But it was the former First Minister, Nicola Sturgeon, whose enthusiastic promotion of gender identity theory created an atmosphere in which people like Wadhwa felt secure enough to dismiss female survivors of sexual abuse as bigots for wanting a woman-only service. As Sturgeon and Wadhwa smiled for selfies together, smug in their ‘progressiveness’, women were dubbed as transphobes for daring to argue against the mantra “transwomen are women”.
As Verdi Wilson, an experienced professional who has worked for Scottish Women’s Aid and other women’s support organisations, said to me after reading the report, it is a shocking indictment of how services intended to help the most vulnerable women have been “corrupted by gender ideology.” She added: “An ideology that has been facilitated and encouraged at the highest level in the Scottish government.”
In the wake of Vicky Ling’s damming report, Rape Crisis Scotland has said it will not refer women to the Edinburgh Centre until it produces a plan to implement the report’s recommendations. Too little, far too late. If it were not for Beira’s Place, the female-only service set up by author J.K. Rowling two years ago, women survivors of sexual abuse in the Lothians would today have nowhere to go for support.
But Beira’s Place cannot provide a service for the whole country. For years now, women’s rights campaigners have warned of a breakdown of trust between women and the services supposed to support them at their most vulnerable. They were told their views were not valid. Dismissed as naïve puppets of the far-right. Described as out of touch with contemporary culture. But they persisted, and this week’s report has proved they were right all along. The Scottish Government must now fix the problem it largely created.
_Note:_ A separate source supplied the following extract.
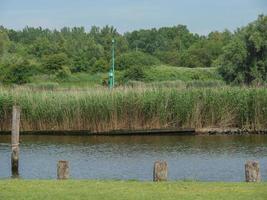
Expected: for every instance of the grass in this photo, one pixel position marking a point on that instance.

Nothing less than a thorough review of all services for women survivors of violence and sexual abuse will do.
Today, there will be scores of women and girls across Scotland sexually assaulted. Some by a stranger, others by someone they trusted. Some will report the assault to the police. More will remain silent, too ashamed or frightened to speak of the crime against them. All need to know that there is somewhere they can go for practical and emotional support. A place where they can heal. A place where there are no men. Is that too much to ask?